La dichiarazione di inammissibilità comporta la condanna del ricorrente al pagamento delle spese processuali e di una somma di denaro (in questo caso, tremila euro) in favore della Cassa delle ammende.
La riforma Orlando (legge n. 103/2017) ha modificato le regole sul ricorso contro il patteggiamento?
Sì, la riforma ha introdotto l’art. 448, comma 2-bis, cod. proc. pen., che ha limitato tassativamente i motivi per cui è possibile presentare ricorso per cassazione avverso una sentenza di patteggiamento, escludendo la dedotta violazione dell’art. 129 cod. proc. pen.
Testo del provvedimento
Ordinanza di Cassazione Penale Sez. 7 Num. 3493 Anno 2026
Penale Ord.

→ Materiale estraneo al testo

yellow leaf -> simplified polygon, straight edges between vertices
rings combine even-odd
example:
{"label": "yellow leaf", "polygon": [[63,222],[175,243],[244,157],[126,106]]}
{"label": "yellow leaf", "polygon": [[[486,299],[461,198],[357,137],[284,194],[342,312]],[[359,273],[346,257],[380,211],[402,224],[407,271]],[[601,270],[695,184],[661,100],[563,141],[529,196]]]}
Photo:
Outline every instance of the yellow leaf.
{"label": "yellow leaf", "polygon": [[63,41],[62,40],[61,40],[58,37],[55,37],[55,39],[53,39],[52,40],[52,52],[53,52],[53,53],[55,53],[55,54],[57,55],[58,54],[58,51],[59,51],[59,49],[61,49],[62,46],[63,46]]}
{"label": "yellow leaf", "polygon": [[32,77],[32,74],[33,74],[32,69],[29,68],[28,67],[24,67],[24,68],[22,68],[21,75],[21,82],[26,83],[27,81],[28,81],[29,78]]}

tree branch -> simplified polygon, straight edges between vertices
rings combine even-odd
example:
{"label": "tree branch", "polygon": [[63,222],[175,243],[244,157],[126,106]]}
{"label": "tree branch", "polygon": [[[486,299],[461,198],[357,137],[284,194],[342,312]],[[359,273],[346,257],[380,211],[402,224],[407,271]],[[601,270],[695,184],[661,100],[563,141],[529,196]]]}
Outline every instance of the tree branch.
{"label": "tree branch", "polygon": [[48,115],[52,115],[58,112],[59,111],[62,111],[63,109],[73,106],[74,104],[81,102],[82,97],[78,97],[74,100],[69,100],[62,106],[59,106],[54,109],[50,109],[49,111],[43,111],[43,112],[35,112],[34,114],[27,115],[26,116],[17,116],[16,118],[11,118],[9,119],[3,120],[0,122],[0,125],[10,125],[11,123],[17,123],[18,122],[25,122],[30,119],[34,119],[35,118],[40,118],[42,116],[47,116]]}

Sez. 7 Num. 3493 Anno 2026
Presidente: NOME COGNOME
Relatore: COGNOME COGNOME
Data Udienza: 12/01/2026
ORDINANZA
sul ricorso proposto da: COGNOME NOME nato a GIUGLIANO IN CAMPANIA il DATA_NASCITA
avverso la sentenza del 30/04/2025 del TRIBUNALE di NAPOLI NORD
udita la relazione svolta dal Consigliere COGNOME;
OSSERVA
Rilevato che NOME COGNOME ricorre per cassazione avverso la sentenza di applicazione della pena per il reato di cui all’art. 337 cod. pen., deducendo la violazione dell’art. 129 cod. proc. pen.;
ritenuto che il ricorso può essere trattato nelle forme de plano, ai sensi dell’art. 610, comma 5-bis, cod. proc. pen., trattandosi di impugnazione che deve essere dichiarata inammissibile in quanto proposta per motivi non consentiti dalla legge (art. 448, comma 2-bis cod. proc. pen.);
ritenuto, infatti, che, va ribadito che ai sensi dell’art. 448, comma 2-bis, cod. proc. pen. introdotto con la legge 23 giugno 2017, n. 103, è inammissibile il ricorso per cassazione, avverso la sentenza di patteggiannento, con il quale si deduca l’omessa valutazione da parte del giudice delle condizioni per pronunziare sentenza di proscioglimento ex art. 129 cod. proc. pen. atteso che l’art. 448, comma 2-bis, cod. proc. pen., introdotto dalla legge 23 giugno 2017 n. 103, limita l’impugnabilità della pronuncia alle sole ipotesi di violazione di legge in esso tassativamente indicate (così, da ultimo, Sez. F, n. 28742 del 25/08/2020, Messnaoui, Rv. 279761);
ritenuto che all’inammissibilità del ricorso consegue la condanna del ricorrente al pagamento delle spese processuali e della somma di euro tremila in favore della RAGIONE_SOCIALE delle ammende non potendosi ritenere che lo stesso abbia proposto il ricorso senza versare in colpa nella determinazione della causa di inammissibilità (Corte cost. n. 186 del 2000).
P. Q. M.
Dichiara inammissibile il ricorso e condanna il ricorrente al pagamento delle spese processuali e della somma di euro tremila in favore della RAGIONE_SOCIALE delle ammende.